Çeler, şeffaflık, liyakat, yolsuzlukla mücadele ve toplumsal seferberlik olmadan hiçbir ekonomik programın başarıya ulaşamayacağını vurguladı:
“Yöneticiler israf yaparken toplumdan kemer sıkmasını isteyemez. Biz şeffaf davranır, adaletsizliğin ve yolsuzluğun üzerine gider, liyakatle atama yaparsak toplum da seferberlik ruhunu sahiplenir.”

TDP’nin “temiz siyaset” iddiası
Çeler, TDP’nin bugüne kadarki pratiğinin, “temiz siyaset” iddiasını somutlaştırdığını belirtti. Eski Cumhurbaşkanı Mustafa Akıncı ve Lefkoşa Türk Belediyesi Başkanı Mehmet Harmancı’yı örnek göstererek, TDP köklerinden gelen hiçbir ismin hakkında yolsuzluk iddiasının kanıtlanmadığını hatırlattı:
“Hakkımızda çamur atmaya çalışanlara karşı, yargı yoluna gidip kazandığımız davalar var. Bizim alnımız açık. TDP, temiz insanlardan oluşan bir partidir ve bu ülkeyi şeffaf ve hesap verebilir şekilde yönetme cesaretine sahiptir.”

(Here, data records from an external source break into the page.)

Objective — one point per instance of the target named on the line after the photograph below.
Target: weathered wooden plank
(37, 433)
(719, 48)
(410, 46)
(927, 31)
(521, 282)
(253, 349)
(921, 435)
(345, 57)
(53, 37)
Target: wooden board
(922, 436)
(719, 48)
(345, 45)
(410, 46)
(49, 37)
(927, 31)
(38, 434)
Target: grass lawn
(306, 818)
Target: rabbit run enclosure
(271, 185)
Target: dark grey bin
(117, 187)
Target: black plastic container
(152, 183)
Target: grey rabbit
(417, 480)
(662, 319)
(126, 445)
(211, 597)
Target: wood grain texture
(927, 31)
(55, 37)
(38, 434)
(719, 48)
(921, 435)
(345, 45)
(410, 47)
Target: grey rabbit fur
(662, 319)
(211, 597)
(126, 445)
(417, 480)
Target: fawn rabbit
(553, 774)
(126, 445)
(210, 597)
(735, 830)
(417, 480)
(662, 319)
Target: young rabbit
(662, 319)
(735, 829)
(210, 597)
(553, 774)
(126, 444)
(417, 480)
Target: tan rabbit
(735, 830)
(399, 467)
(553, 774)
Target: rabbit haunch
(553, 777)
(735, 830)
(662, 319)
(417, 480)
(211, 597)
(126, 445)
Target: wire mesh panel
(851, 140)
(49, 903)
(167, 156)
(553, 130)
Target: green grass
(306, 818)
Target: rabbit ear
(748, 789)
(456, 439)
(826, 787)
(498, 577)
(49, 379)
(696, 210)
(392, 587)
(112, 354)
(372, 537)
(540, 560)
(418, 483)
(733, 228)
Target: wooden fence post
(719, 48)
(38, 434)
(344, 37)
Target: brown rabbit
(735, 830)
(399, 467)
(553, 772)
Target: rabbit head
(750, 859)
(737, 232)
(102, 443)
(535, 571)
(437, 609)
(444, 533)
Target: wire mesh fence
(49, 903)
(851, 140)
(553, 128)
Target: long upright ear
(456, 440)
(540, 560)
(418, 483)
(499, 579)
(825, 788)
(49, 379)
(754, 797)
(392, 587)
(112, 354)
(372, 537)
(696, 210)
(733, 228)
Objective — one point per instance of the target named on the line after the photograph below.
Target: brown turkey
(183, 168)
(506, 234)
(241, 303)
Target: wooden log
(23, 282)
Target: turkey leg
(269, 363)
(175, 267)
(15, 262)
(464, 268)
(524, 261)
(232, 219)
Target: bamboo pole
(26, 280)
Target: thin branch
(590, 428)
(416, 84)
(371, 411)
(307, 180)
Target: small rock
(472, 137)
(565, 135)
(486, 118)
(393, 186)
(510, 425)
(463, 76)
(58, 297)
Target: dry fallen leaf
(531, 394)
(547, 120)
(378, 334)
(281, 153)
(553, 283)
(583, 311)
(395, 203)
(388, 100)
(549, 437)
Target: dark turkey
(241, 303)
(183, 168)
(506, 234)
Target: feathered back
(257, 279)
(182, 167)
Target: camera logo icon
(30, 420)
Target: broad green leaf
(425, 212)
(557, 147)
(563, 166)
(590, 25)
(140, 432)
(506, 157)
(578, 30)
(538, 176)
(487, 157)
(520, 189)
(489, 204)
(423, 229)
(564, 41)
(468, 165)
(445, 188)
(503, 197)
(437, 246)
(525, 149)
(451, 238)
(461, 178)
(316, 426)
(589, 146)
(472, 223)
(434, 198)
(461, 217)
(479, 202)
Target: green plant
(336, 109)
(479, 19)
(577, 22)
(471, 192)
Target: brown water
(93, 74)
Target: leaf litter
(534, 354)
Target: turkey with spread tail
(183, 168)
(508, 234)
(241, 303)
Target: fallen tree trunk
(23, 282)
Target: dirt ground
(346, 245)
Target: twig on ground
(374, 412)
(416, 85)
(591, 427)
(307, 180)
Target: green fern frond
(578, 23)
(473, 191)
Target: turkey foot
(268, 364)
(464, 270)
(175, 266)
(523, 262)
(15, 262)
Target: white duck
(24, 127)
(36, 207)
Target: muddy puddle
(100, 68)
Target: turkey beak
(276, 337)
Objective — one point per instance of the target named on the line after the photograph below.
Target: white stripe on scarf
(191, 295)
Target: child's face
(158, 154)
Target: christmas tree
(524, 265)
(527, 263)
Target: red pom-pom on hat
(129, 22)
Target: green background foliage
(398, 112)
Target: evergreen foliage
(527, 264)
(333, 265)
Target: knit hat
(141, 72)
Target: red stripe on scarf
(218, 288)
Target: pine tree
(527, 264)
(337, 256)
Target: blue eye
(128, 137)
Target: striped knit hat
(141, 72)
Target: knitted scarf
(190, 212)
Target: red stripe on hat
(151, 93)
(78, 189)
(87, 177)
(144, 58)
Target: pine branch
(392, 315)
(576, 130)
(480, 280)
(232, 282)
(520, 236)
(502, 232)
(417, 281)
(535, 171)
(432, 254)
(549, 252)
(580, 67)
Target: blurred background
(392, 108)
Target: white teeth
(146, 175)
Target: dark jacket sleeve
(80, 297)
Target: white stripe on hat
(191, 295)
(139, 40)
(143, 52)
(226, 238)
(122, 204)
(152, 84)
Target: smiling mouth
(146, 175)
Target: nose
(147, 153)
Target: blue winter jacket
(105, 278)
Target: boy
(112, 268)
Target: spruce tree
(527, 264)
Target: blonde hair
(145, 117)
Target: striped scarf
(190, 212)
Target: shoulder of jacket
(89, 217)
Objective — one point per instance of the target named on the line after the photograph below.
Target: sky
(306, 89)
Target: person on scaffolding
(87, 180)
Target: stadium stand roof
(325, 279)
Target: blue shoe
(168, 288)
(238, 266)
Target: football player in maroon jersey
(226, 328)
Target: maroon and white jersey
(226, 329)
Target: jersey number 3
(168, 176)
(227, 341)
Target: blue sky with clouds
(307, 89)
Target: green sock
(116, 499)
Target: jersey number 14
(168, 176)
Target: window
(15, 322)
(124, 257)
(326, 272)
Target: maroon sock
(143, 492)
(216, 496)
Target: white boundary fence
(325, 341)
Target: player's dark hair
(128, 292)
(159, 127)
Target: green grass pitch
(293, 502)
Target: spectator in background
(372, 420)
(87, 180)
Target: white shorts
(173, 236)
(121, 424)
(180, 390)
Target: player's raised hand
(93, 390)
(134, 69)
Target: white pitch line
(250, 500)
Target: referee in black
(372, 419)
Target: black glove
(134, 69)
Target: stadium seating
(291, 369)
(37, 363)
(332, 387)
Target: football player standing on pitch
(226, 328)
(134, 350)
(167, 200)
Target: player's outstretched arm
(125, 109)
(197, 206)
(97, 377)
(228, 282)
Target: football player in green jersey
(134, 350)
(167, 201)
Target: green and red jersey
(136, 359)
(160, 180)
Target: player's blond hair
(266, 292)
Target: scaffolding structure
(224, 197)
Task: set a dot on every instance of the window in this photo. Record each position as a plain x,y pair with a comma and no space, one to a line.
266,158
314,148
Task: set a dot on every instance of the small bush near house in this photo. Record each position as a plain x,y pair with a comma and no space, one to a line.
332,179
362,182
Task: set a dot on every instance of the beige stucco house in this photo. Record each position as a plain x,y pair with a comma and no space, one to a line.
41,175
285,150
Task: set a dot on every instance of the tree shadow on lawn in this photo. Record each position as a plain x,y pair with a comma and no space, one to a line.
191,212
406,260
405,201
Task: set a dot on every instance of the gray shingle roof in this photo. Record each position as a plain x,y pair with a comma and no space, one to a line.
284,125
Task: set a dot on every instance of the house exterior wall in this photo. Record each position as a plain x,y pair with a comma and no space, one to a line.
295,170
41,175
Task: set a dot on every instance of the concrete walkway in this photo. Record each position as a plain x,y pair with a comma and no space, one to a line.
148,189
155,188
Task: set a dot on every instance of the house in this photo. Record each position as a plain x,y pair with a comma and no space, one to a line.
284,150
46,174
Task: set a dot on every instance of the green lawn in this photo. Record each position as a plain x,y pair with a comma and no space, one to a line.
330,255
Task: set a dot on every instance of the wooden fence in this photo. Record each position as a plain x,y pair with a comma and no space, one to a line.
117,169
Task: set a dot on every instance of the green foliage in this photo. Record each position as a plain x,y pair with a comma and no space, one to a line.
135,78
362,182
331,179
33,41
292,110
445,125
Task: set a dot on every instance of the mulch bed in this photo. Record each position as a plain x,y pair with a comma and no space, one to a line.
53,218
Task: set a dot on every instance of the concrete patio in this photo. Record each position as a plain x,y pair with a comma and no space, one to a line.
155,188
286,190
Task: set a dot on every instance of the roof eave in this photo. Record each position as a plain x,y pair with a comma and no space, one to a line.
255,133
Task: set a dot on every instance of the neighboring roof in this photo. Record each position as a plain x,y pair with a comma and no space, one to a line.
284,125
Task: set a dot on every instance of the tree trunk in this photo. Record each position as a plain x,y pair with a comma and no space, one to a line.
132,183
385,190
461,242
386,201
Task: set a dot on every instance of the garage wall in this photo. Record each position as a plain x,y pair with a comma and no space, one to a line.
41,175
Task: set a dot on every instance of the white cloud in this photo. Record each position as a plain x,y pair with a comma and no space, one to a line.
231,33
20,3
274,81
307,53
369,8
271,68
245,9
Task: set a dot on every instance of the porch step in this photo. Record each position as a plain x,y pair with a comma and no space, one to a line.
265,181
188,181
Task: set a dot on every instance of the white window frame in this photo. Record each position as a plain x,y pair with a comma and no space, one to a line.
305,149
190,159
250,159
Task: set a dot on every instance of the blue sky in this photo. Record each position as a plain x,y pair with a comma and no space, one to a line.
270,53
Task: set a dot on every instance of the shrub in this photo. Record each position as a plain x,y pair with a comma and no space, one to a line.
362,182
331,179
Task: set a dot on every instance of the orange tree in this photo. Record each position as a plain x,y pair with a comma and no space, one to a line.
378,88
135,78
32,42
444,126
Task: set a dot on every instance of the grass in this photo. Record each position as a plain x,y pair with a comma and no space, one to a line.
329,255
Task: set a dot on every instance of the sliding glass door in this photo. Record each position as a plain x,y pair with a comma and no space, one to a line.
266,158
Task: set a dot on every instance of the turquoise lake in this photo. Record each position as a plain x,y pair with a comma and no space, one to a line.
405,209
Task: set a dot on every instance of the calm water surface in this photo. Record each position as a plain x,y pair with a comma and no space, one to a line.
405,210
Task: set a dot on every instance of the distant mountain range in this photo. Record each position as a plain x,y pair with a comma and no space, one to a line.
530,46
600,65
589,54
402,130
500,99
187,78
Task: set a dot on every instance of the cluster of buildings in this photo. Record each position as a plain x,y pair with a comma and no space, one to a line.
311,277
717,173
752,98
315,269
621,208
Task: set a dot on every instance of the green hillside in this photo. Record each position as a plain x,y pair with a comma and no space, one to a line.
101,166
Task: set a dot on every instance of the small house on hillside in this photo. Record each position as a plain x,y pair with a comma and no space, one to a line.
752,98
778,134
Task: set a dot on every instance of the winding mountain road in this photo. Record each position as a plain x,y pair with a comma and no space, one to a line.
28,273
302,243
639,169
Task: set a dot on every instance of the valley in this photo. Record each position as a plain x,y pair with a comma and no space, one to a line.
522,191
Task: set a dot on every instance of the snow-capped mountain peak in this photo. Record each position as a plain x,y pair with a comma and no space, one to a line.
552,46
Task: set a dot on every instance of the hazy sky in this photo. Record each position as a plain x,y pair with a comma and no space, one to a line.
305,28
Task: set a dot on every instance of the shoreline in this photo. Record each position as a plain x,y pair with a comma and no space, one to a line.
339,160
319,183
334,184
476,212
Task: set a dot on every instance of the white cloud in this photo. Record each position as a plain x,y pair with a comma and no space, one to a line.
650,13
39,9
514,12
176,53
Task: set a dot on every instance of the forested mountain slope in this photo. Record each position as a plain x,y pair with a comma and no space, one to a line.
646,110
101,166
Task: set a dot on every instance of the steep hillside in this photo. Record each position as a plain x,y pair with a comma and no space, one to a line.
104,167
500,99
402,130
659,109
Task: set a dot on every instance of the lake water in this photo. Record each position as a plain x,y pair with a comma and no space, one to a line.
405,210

Ayrıca, TDP’nin güçlü bir kadro hazırlığında olduğunu belirten Çeler, “Bir–iki sürpriz isimle birlikte ‘TDP Premier League’ diyeceğiniz bir kadroyu toplumun karşısına çıkaracağız” ifadelerini kullandı. Çeler, parti içinde gölge kabinelerin ve uzman komitelerin çalıştığını, özellikle sağlık alanında TDP’nin güncel, uygulanabilir bir sağlık master planı üzerinde çalıştığını aktardı.

Kıbrıs sorunu ve federal çözüm çağrısı
Kıbrıs sorununa da değinen Çeler, TDP’nin net tutumunu yineledi:
“Kıbrıs’ta iki toplumlu, iki bölgeli, siyasi eşitliğe dayalı federal çözümden yanayız. BM parametrelerine dönülmesi gerektiğini, Türkiye ile birlikte bu tutumu daha net ve güçlü bir şekilde ortaya koymanın zamanı geldiğini düşünüyoruz.”
Crans-Montana sürecine ve Rum liderliğinin bugünkü çizgisine değinen Çeler, Hristodulidis’in söylemlerinin giderek daha sağa kaydığını, ELAM ve benzeri radikal sağ partilerin söylemleriyle örtüşen açıklamalar yaptığını belirtti.
Doğu Akdeniz’deki doğal gaz ve bölgesel gelişmeler bağlamında, Kıbrıs Türk tarafının ve Türkiye’nin süreçten dışlandığını ifade eden Çeler, “Son 5 yıl, Kıbrıs konusunda adım atılmayan, kaybedilmiş bir dönem oldu” dedi ve hızlı bir diplomasi atağına ihtiyaç olduğunu vurguladı.
TDP’nin, BM ve uluslararası aktörlerle temas içinde olacağını belirten Çeler, Cumhurbaşkanlığı’nın davetiyle 11 Aralık’ta düzenlenecek resepsiyona katılacaklarını da açıkladı.